В декабре «Грозовой перевал», «Эгнес Грей» и стихи Эмили и Энн были изданы отдельным томом. Он содержал предисловие, написанное Шарлоттой, и краткие биографические сведения о писательницах. Один экземпляр Шарлотта Бронте послала критику и поэту Сидни Добеллу, который незадолго до выхода книги опубликовал в журнале «Палладиум» восторженную статью о «Джейн Эйр» и «Грозовом перевале», приписав их только одному Керреру Беллу. Статья Добелла тронула Шарлотту чрезвычайно. Каждое слово признания литературных заслуг Эмили ценилось ею очень высоко, гораздо больше, «чем самые пышные хвалы», расточаемые «Керреру Беллу». Сидни Добелл догадался, что автор «Джейн Эйр» – женщина, по «его» отношению к любви: «Только женщина может видеть мужчину так, как его видит автор[82]
». А кроме того, он восторженно отозвался о «гении» автора, причислив её романы к идеалу современной литературы, к тем произведениям, которые переживут свою эпоху.

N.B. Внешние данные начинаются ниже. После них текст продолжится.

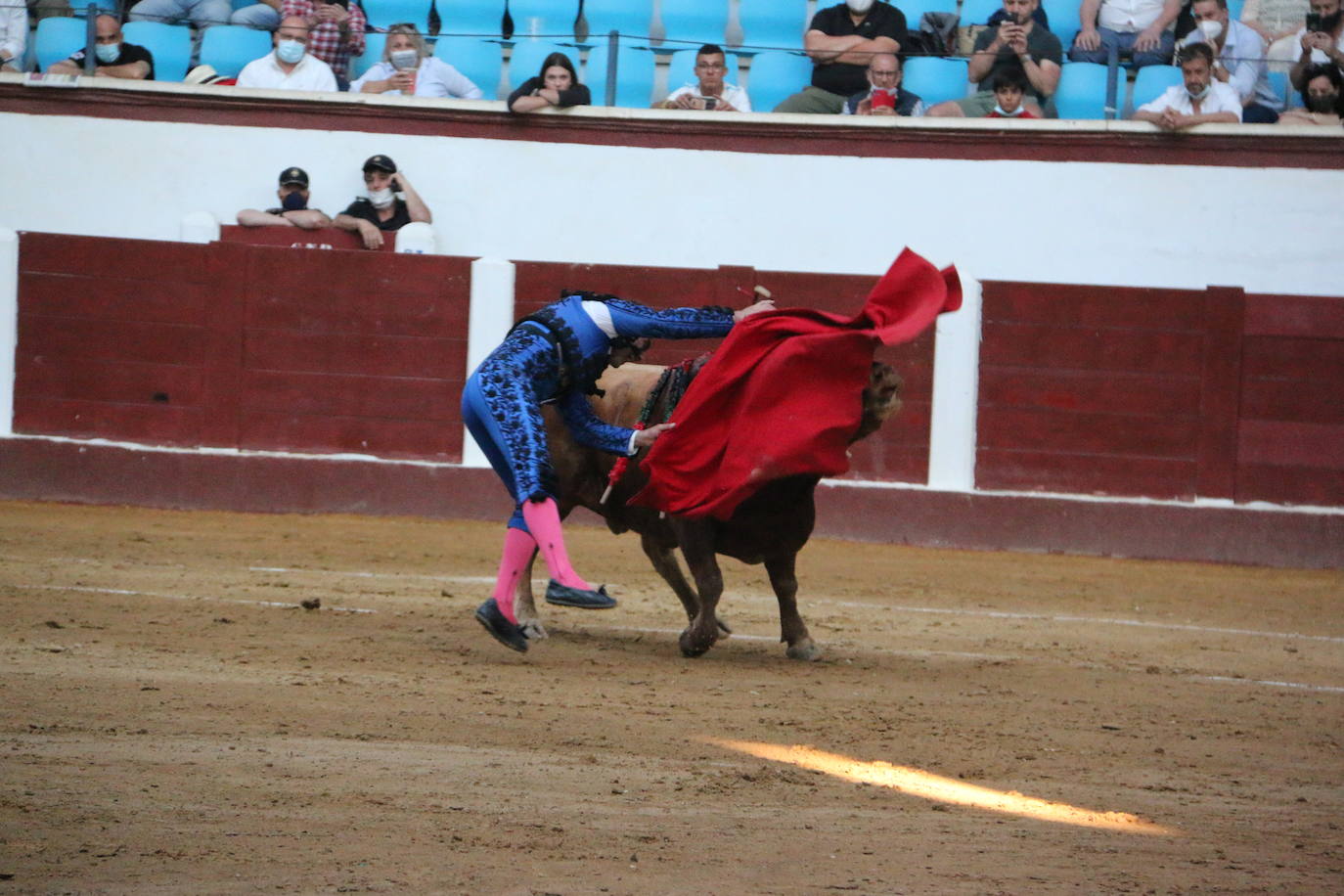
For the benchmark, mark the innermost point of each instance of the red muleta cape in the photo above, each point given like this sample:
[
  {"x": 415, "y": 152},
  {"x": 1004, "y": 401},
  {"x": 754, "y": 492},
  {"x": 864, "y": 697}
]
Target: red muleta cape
[{"x": 781, "y": 395}]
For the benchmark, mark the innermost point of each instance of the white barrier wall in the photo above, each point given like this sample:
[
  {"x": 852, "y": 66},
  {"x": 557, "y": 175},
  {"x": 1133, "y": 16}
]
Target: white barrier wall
[{"x": 1138, "y": 225}]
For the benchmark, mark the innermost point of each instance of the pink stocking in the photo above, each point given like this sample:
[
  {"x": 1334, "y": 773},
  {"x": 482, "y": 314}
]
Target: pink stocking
[
  {"x": 517, "y": 553},
  {"x": 543, "y": 518}
]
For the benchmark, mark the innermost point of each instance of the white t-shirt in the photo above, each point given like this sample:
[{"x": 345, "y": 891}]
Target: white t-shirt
[
  {"x": 433, "y": 78},
  {"x": 1221, "y": 98},
  {"x": 1129, "y": 17},
  {"x": 309, "y": 74},
  {"x": 736, "y": 96}
]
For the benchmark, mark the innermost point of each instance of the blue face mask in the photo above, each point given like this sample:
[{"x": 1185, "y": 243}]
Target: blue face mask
[{"x": 290, "y": 51}]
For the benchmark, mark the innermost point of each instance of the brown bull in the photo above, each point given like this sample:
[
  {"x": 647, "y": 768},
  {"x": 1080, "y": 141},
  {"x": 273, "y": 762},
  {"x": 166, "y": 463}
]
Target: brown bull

Сидни Добелл привлёк внимание Шарлотты и как поэт. Ещё в октябре она получила большую книжную посылку от Джорджа Смита, и среди книг была поэма Добелла «Римлянин», которую она прочла с большим интересом, отметив, правда, некоторую подражательность, – поэма немало была обязана влиянию Байрона.В декабре она вновь ненадолго покидает Хауорт – на этот раз она едет в Эмблсайд, в гости к Гарриэт Мартино, повинуясь её настойчивому приглашению. Она провела у Мартино неделю, и пребывание это было приятно. Мартино предоставила гостье полную свободу. Утро Шарлотта проводила в одиночестве. После завтрака она сидела у камина и много читала. В два часа к ней присоединялась хозяйка, начинались интересные беседы. Шарлотта, как всегда, была занята рукоделием и главным образом слушала, восхищаясь умом и широтой познаний Мартино, её «благородством» и «яркостью». Даже атеизм хозяйки дома не мог их разделить. Мартино в «Автобиографии» вспоминала об этом визите. Особенно сильное впечатление произвела на неё цельность натуры Бронте, которую не в силах была испортить неожиданная слава. Но Мартино не могла не заметить глубокой мрачности душевного состояния Шарлотты, которое она приписывала неблагоприятным условиям одинокого существования в Хауорте, вредного для здоровья, телесного и духовного. А такая жизнь временами становилась уж совсем нестерпимой. Уильямсу Бронте признаётся, что не в силах выносить «язву» постоянного одиночества. Главное, оно не позволяет работать, а ведь и Смит, и Уильямс ждали нового романа, поэтому она просит Уильямса в том же письме не предаваться ложным надеждам на скорое получение рукописи, а Смиту с трогательной самоиронией сообщает, что её надо посадить в одиночное заключение на хлеб и воду, пока она не выйдет оттуда, держа в руке три тома новой книги, – это в ответ на его приглашение вновь посетить Лондон.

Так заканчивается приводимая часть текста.